It is well documented that C. albicans morphogenesis program is central to the balance between gut commensalism and invasive infection. Witchley et al., reported that hyphal formation was observed throughout the gut, with greater abundance of hyphae over yeast cells in distal intestinal regions7. Although mammalian GI tract is replete with hypha-inducing signals, several lines of evidence presented in this study and literature suggest that GlcNAc serves as a major inducer for hyphal transcriptional program in C. albicans during gut colonization, thus dictating commensal-pathogenic properties of this fungus. First, GlcNAc, but not serum or neutral pH, could induce log phase cells of ume6 mutant to form normal hyphae (Fig. 4a), indicating that GlcNAc should be a host-associated signal that accounts for the in vitro-in vivo discrepancy observed in the filamentation potential of ume6 mutant. Second, despite normal filamentation observed in ume6 mutant in GlcNAc, GlcNAc failed to induce the expression of some hypha-associated proteins in this strain, including SAP6 and HYR1, both of which limit commensal fitness (Fig. 4b). This might lead to hyper-fit phenotype of ume6 mutant. Third, Brg1, a key regulator in GlcNAc-induced filamentation of log phase cells33, is also critical for hyphal morphogenesis in the gut7. Fourth and most strikingly, deletion of NGS1 results in a reduced UME6 expression when C. albicans colonizes the gut (Fig. 4e). This finding underscores the exclusive role of GlcNAc on the regulation of hypha-associated transcription during gut colonization as Ngs1 is specifically required for morphological program in response to GlcNAc16.
As a natural inhabitant of the human GI tract, C. albicans lives and coevolves in this complex niche. Why GlcNAc stands out from numerous known factors that trigger yeast-to-hypha morphogenesis in the gut? This could be attributed to its exceptional ability to induce hyphal formation under conditions without inoculation16,33. While many environmental cues favor hyphal growth when saturated cells are diluted into fresh medium at 37 °C, only GlcNAc, serum and neutral pH were identified to date to trigger hyphal development in log phase cells33,34. Given that serum is usually absent from mammalian GI tract where pH is fluctuated, GlcNAc, an abundant sugar in this niche, should be a suitable gut signaling molecule to control hypha-associated program in C. albicans during colonization. In addition to morphological program, other factors regulated by Ngs1, such as Ofi1, might also contribute to attenuated fitness induced by GlcNAc. It was recently reported that C. albicans specifically modulates human Th17 responses, leading to heterologous immunity and protecting against other invading pathogens35,36,37. Commensal Th17 immunity primed by C. albicans is regulated via oscillating UME6 expression38 and relies on the peptide toxin Candidalysin35,39. Given the fact that GlcNAc is a major inducer of hypha-associated transcription in the gut, we suggest that GlcNAc may represent a major evolutionary driving force for C. albicans to trigger systemic Th17 responses. Another more recent study revealed that a subset of immune cells detects C. albicans in the GI tract and leads to production of antifungal immunoglobulin G (IgG)40. GlcNAc-mediated expression of virulence traits may also contribute to this process. It will be interesting to test directly whether GlcNAc is important for this pathobiont to build up immunity against other pathogens.
Methods
Ethics statement
All animal experiments were approved by the Institutional Animal Care and Use Committee (IACUC) at Wuhan University and performed as outlined in the guide for the care and use of laboratory animals issued by the Ministry of Science and Technology of the People’s Republic of China.
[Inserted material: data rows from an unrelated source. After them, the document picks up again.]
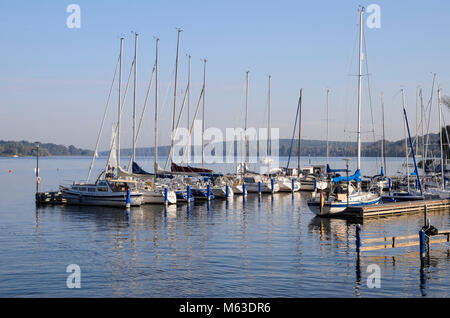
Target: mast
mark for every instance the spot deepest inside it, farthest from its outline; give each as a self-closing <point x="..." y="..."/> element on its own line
<point x="119" y="108"/>
<point x="299" y="129"/>
<point x="203" y="113"/>
<point x="383" y="153"/>
<point x="406" y="141"/>
<point x="155" y="152"/>
<point x="133" y="155"/>
<point x="269" y="150"/>
<point x="246" y="120"/>
<point x="175" y="85"/>
<point x="423" y="135"/>
<point x="328" y="96"/>
<point x="189" y="99"/>
<point x="440" y="136"/>
<point x="361" y="20"/>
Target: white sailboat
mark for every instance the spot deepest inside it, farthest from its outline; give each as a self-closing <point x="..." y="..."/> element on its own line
<point x="345" y="195"/>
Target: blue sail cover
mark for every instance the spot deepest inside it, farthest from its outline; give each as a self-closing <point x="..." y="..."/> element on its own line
<point x="138" y="170"/>
<point x="329" y="170"/>
<point x="356" y="176"/>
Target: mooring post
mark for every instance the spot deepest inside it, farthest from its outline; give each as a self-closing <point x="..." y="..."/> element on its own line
<point x="128" y="200"/>
<point x="38" y="179"/>
<point x="422" y="244"/>
<point x="425" y="220"/>
<point x="358" y="238"/>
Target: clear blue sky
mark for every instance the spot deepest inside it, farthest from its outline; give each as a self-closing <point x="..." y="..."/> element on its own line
<point x="54" y="80"/>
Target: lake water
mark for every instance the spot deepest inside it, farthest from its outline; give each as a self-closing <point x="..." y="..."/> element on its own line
<point x="271" y="246"/>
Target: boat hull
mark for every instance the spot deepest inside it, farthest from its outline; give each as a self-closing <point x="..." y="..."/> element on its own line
<point x="118" y="200"/>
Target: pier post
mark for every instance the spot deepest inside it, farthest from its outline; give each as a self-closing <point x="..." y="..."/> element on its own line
<point x="128" y="200"/>
<point x="358" y="239"/>
<point x="422" y="244"/>
<point x="425" y="216"/>
<point x="188" y="193"/>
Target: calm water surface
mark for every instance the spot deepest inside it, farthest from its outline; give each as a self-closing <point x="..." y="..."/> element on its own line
<point x="271" y="246"/>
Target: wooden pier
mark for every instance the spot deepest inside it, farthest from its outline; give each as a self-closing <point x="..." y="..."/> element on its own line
<point x="393" y="208"/>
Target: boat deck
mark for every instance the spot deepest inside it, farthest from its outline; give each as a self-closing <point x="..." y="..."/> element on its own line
<point x="394" y="208"/>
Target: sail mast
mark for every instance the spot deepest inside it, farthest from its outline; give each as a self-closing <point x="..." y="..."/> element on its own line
<point x="406" y="142"/>
<point x="246" y="120"/>
<point x="119" y="108"/>
<point x="269" y="150"/>
<point x="383" y="153"/>
<point x="203" y="113"/>
<point x="299" y="129"/>
<point x="361" y="17"/>
<point x="155" y="152"/>
<point x="440" y="136"/>
<point x="188" y="110"/>
<point x="175" y="85"/>
<point x="328" y="97"/>
<point x="133" y="155"/>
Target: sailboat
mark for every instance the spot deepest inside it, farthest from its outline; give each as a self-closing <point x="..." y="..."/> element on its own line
<point x="106" y="191"/>
<point x="153" y="191"/>
<point x="344" y="194"/>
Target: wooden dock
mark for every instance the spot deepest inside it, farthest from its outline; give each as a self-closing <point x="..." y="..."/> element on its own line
<point x="55" y="197"/>
<point x="393" y="208"/>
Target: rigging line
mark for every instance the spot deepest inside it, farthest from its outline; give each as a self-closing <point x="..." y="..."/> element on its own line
<point x="429" y="115"/>
<point x="143" y="110"/>
<point x="180" y="115"/>
<point x="103" y="120"/>
<point x="347" y="89"/>
<point x="193" y="121"/>
<point x="293" y="135"/>
<point x="121" y="109"/>
<point x="369" y="92"/>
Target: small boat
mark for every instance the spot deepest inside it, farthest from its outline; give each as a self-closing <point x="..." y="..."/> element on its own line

Media and growth conditions
C. albicans strains were routinely grown at 30 °C in YPD (2% Bacto peptone, 2% glucose, 1% yeast extract). Transformants were selected on SC medium (0.17% Difco yeast nitrogen base w/o ammonium sulfate, 0.5% ammonium sulfate and auxotrophic supplements) with 2% glucose or on YPD plate supplemented with 200 µg/ml nourseothricin.
Spider medium (1% mannitol, 1% nutrient broth, 0.2% K2HPO4) with 2% agar was used for colony morphology assay at 37 °C. Hyphal induction in liquid medium was conducted as described previously16. Briefly, C. albicans cells grown overnight at 30 °C in liquid YPD were washed three times with PBS, resuspended in an equal volume of PBS, and diluted 1:100 into liquid SC medium containing 50 mM galactose. After 4 h of incubation at 30 °C, hyphal growth was induced by a shift in temperature to 37 °C in combination with 50 mM GlcNAc. In addition to GlcNAc, 10% Serum and neutral pH were used for morphology assay in this study as well. For neutral pH condition, cells were pelleted and resuspended in SC galactose medium buffered to pH 7 with 15 mM HEPES buffer (pH 7). Cell morphology was detected using differential interference contrast (DIC) optics at 3.5 h after transferring to 37 °C.
Plasmid and strain construction
The C. albicans strains used in this study are listed in Supplementary Table 1. Primers are listed in Supplementary Data 3. SC5314 genomic DNA was used as the template for all PCR amplifications of C. albicans genes.
The hxk1 nag1 dac1 triple mutant strain was constructed by two-step homologous recombination in BWP1741, and two copies of the genes were replaced by HIS1 and ARG4, respectively. HIS1 and ARG4 fragments are amplified from pGEM-HIS1 and pRS-ARG4ΔSpeI by primers 1 and 2. All deletions were confirmed by PCR.
Deletion of GIG1 in C. albicans was conducted using SAT1-flipping strategy42. Upstream (primers 9 and 10) and downstream (primers 11 and 12) sequences of GIG1 were cloned as ApaI-XhoI and NotI-SacII fragments, respectively, on both sides of the SAT1 flipper cassette to obtain the plasmid pSFS2-GIG1. To disrupt the endogenous copies of GIG1 in wild-type cells, pSFS2-GIG1 was linearized using KpnI and SacII, which was followed by two sequential rounds of transformation, selection, and recycling of the SAT1 marker. All deletions were confirmed by PCR.
WOR1 deletion was performed using CRISPR-Cas9 strategy as follows. The single guide RNA (sgRNA) (primers 3 and 4) was annealed to insert into the pV1093 vector43. The resulting plasmid was linearized by digestion with KpnI and SacI and transformed into WT or the ngs1 mutant with the repair template (primers 5 and 6). The mutants were verified by sequencing.
The pBES116-SAT1 plasmid was constructed by amplifying the SAT1 cassette (primers 7 and 8) from pSFS2 plasmid42. The PCR product was inserted into the NdeI-PstI site of pBES116 to create pBES116-SAT1 plasmid for strain construction in commensal competition experiments.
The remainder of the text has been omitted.